The amputation of a limb is one of the oldest surgical procedures. However, in the course of medical history operative techniques and surgical instruments have been improved continuously. With an example of an amputation case of the last century we will summarize this development until the middle of the nineteenth century. Even in the first century Celsus gave a description of an amputation (circular cut). A major step in the development of the operative technique was the introduction of artery forceps by A. Paré in the sixteenth century. Nevertheless, due to a lack of analgesics and narcotics the operation had to take only a few minutes. Therefore the amputation was completed in one cut, i.e. detachment of the skin, muscles and bone at the same level. This technique known as "classic circular cut" was modified several times in the following period: in order to reduce suture tension Petit recommended to transect the skin first and the muscles and bone more proximal ("two-stage circular cut", 1718) and Bromfield approved to cut in turn the skin first, the muscles more proximal and the bone most proximal ("three-stage circular cut", 1773). Finally, Lowdham (1679), Verduyn (1696) and C. J. M. Langenbeck (1810) changed the operative technique to the effect that they used a soft-tissue flap in order to cover the bone without tension ("flap amputation").
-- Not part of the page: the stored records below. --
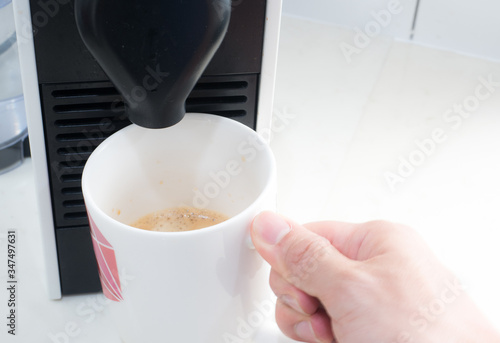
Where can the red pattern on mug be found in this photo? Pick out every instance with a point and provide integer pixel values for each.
(106, 261)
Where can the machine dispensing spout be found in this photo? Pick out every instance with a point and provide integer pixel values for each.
(153, 51)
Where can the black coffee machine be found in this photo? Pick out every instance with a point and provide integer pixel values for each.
(72, 106)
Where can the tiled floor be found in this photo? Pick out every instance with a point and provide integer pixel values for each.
(354, 123)
(346, 125)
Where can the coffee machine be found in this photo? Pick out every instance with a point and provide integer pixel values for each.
(72, 106)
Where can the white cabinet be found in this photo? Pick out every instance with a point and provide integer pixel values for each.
(467, 26)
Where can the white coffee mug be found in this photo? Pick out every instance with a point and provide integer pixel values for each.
(205, 285)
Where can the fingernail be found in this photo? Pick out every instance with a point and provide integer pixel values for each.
(270, 227)
(305, 332)
(292, 302)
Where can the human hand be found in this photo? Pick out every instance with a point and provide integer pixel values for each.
(357, 283)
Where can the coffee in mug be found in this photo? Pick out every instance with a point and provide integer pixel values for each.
(179, 219)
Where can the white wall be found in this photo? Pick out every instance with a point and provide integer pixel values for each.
(465, 26)
(354, 13)
(468, 26)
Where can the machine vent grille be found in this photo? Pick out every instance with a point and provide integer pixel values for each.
(78, 117)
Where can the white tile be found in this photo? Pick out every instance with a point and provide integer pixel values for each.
(357, 13)
(453, 196)
(325, 94)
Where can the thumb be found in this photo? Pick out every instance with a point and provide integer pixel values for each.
(303, 258)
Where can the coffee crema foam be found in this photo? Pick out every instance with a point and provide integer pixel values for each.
(179, 219)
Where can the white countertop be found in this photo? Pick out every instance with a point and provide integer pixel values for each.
(343, 127)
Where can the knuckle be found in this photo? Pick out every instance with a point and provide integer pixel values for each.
(303, 256)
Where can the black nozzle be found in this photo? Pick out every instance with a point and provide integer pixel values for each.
(154, 51)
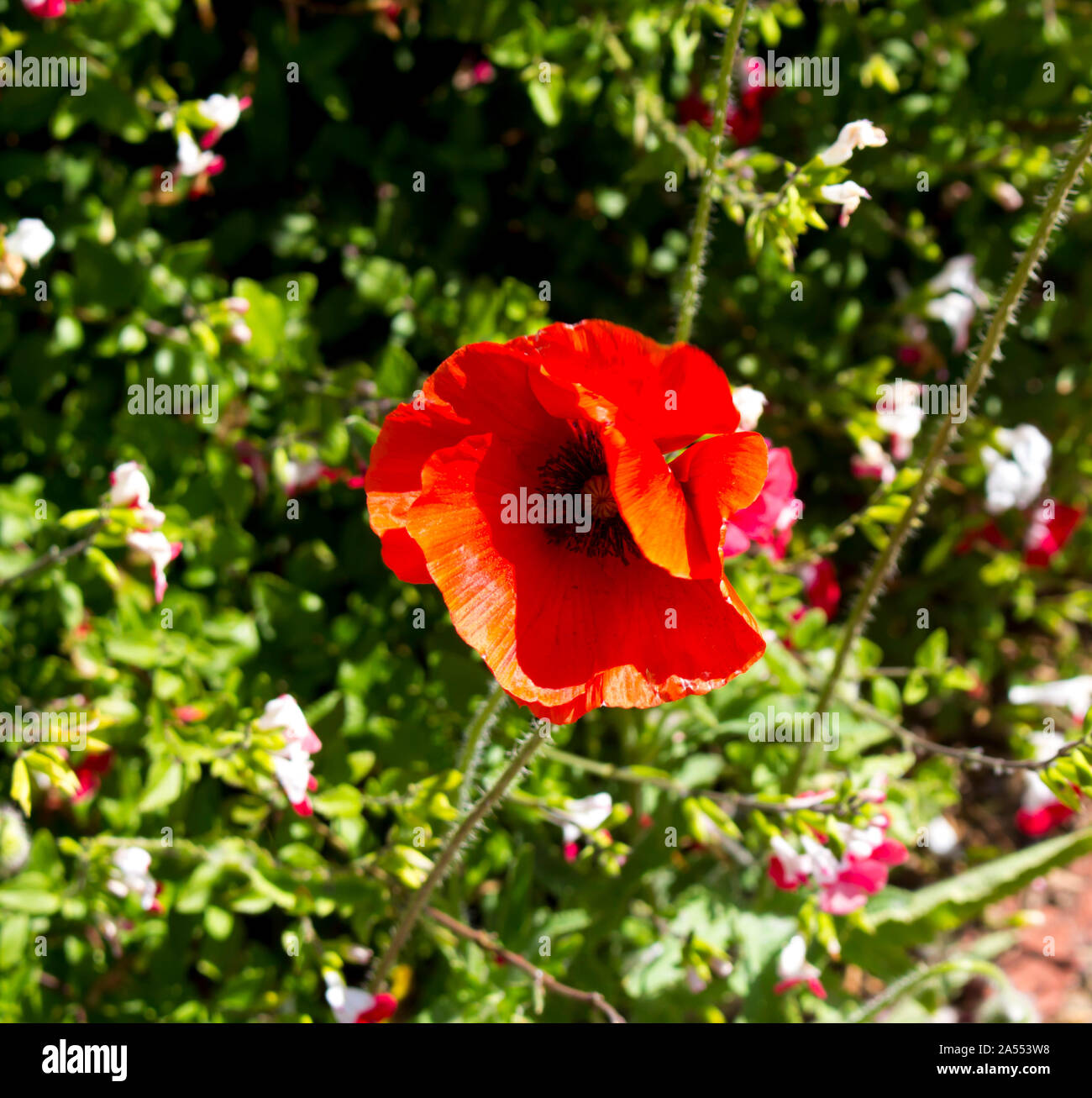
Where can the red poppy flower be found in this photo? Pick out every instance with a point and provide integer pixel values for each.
(528, 481)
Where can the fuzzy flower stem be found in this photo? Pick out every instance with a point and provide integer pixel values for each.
(914, 980)
(475, 741)
(699, 239)
(450, 852)
(989, 350)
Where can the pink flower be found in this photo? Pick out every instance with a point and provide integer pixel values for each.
(821, 586)
(46, 9)
(129, 486)
(787, 869)
(1039, 809)
(223, 112)
(769, 521)
(848, 194)
(580, 818)
(88, 773)
(846, 883)
(1046, 536)
(160, 551)
(255, 460)
(794, 969)
(872, 462)
(292, 764)
(354, 1005)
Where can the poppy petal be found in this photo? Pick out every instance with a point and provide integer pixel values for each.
(625, 633)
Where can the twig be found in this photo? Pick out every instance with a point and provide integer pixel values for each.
(486, 941)
(933, 465)
(450, 852)
(699, 239)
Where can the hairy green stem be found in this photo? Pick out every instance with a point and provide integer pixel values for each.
(475, 741)
(933, 465)
(450, 852)
(691, 286)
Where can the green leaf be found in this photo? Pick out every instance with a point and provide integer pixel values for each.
(901, 918)
(164, 785)
(33, 893)
(932, 654)
(77, 519)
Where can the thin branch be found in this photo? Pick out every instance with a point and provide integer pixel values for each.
(56, 555)
(933, 465)
(914, 980)
(450, 852)
(699, 239)
(486, 941)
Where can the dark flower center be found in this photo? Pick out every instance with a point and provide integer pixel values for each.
(579, 471)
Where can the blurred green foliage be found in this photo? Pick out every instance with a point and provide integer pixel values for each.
(543, 201)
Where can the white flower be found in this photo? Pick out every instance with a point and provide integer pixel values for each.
(956, 312)
(131, 869)
(1008, 197)
(901, 418)
(29, 240)
(942, 837)
(283, 714)
(155, 546)
(191, 160)
(1073, 694)
(958, 275)
(748, 402)
(848, 194)
(239, 332)
(129, 486)
(873, 461)
(1019, 481)
(348, 1004)
(958, 297)
(222, 111)
(791, 963)
(300, 475)
(579, 817)
(854, 135)
(292, 764)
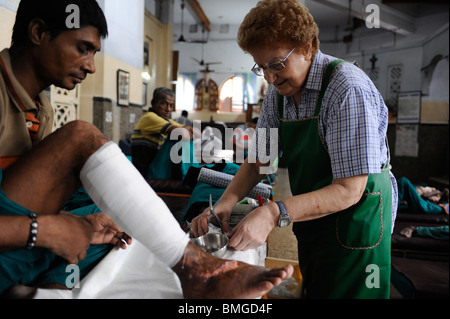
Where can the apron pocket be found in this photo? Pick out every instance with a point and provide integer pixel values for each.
(361, 226)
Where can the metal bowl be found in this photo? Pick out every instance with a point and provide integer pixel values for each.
(213, 243)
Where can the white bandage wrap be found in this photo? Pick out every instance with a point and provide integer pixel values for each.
(121, 192)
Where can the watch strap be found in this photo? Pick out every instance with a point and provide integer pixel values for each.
(283, 211)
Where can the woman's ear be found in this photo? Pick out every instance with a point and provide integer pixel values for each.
(36, 31)
(307, 51)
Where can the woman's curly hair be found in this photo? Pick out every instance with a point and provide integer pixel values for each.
(278, 21)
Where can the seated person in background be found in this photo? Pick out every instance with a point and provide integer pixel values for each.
(438, 232)
(183, 119)
(153, 128)
(47, 170)
(420, 199)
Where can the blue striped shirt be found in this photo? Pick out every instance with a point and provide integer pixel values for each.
(353, 121)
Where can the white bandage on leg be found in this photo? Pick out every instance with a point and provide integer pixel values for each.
(121, 192)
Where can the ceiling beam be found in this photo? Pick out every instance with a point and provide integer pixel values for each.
(390, 19)
(199, 14)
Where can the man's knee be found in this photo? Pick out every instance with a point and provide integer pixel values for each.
(85, 133)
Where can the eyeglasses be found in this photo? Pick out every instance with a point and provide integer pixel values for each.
(275, 66)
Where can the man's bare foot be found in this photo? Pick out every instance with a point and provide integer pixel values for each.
(205, 276)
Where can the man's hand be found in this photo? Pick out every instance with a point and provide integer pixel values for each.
(66, 235)
(106, 231)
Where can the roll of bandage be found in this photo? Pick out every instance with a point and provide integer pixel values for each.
(222, 180)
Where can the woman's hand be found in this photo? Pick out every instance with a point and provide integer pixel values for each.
(254, 228)
(200, 225)
(106, 231)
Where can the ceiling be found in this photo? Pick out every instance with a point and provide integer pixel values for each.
(332, 16)
(395, 15)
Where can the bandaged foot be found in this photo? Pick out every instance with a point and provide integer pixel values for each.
(120, 191)
(205, 276)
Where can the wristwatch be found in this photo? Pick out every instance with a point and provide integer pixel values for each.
(284, 219)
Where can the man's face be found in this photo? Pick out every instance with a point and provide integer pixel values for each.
(165, 106)
(66, 60)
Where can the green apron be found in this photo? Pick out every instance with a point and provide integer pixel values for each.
(346, 254)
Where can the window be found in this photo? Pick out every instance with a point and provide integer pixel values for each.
(232, 95)
(240, 90)
(185, 92)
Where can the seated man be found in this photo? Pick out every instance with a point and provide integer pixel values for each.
(39, 173)
(153, 128)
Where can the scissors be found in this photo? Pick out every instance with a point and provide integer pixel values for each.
(211, 209)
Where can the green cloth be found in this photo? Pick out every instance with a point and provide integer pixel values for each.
(39, 266)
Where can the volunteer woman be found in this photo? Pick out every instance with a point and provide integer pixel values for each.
(332, 125)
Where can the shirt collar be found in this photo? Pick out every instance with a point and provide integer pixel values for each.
(314, 81)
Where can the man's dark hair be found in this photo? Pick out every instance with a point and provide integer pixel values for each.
(160, 93)
(54, 15)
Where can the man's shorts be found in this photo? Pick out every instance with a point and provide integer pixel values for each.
(38, 266)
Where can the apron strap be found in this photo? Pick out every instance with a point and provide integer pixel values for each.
(280, 104)
(325, 81)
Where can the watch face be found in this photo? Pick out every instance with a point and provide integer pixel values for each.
(284, 221)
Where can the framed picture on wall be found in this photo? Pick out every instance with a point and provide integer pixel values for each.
(123, 88)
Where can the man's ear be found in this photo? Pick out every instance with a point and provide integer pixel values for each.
(307, 51)
(36, 31)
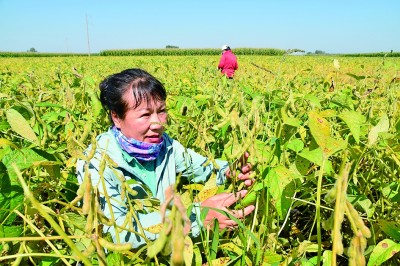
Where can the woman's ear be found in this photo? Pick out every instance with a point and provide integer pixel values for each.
(115, 119)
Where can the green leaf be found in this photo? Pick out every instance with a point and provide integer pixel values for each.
(382, 126)
(391, 228)
(383, 251)
(316, 156)
(20, 125)
(354, 121)
(295, 145)
(11, 231)
(281, 183)
(320, 130)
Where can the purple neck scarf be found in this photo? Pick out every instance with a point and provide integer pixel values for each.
(142, 151)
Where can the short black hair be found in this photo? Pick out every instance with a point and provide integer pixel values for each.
(144, 86)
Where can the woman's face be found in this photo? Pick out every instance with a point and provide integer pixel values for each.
(144, 123)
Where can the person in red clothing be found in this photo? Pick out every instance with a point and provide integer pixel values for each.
(228, 62)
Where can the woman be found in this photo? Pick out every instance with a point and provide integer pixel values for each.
(141, 154)
(228, 62)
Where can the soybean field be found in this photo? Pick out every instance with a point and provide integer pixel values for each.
(322, 133)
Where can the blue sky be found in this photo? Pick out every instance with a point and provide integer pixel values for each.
(332, 26)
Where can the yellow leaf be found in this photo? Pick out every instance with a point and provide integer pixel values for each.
(154, 229)
(19, 124)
肢体截肢是最古老的外科手术之一。然而,在医学史上,手术技术和手术器械一直在不断改进。我们将以上世纪一个截肢病例为例,总结直到19世纪中叶的这一发展历程。甚至在公元1世纪,塞尔苏斯就对截肢手术(环切术)进行了描述。16世纪A. 帕雷引入动脉钳是手术技术发展中的一个重大步骤。然而,由于缺乏镇痛药和麻醉药,手术只能持续几分钟。因此,截肢是一次性完成的,即在同一水平切断皮肤、肌肉和骨骼。这种被称为“经典环切术”的技术在随后的时期里多次被改进:为了减轻缝合张力,佩蒂建议先横断皮肤,肌肉和骨骼则在更靠近近端处切断(“两阶段环切术”,1718年),布罗姆菲尔德则认可依次先切皮肤,再在更靠近近端处切肌肉,最后在最靠近近端处切骨骼(“三阶段环切术”,1773年)。最后,洛德姆(1679年)、韦尔杜因(1696年)和C. J. M. 朗根贝克(1810年)改变了手术技术,采用软组织皮瓣以便无张力地覆盖骨骼(“皮瓣截肢术”)。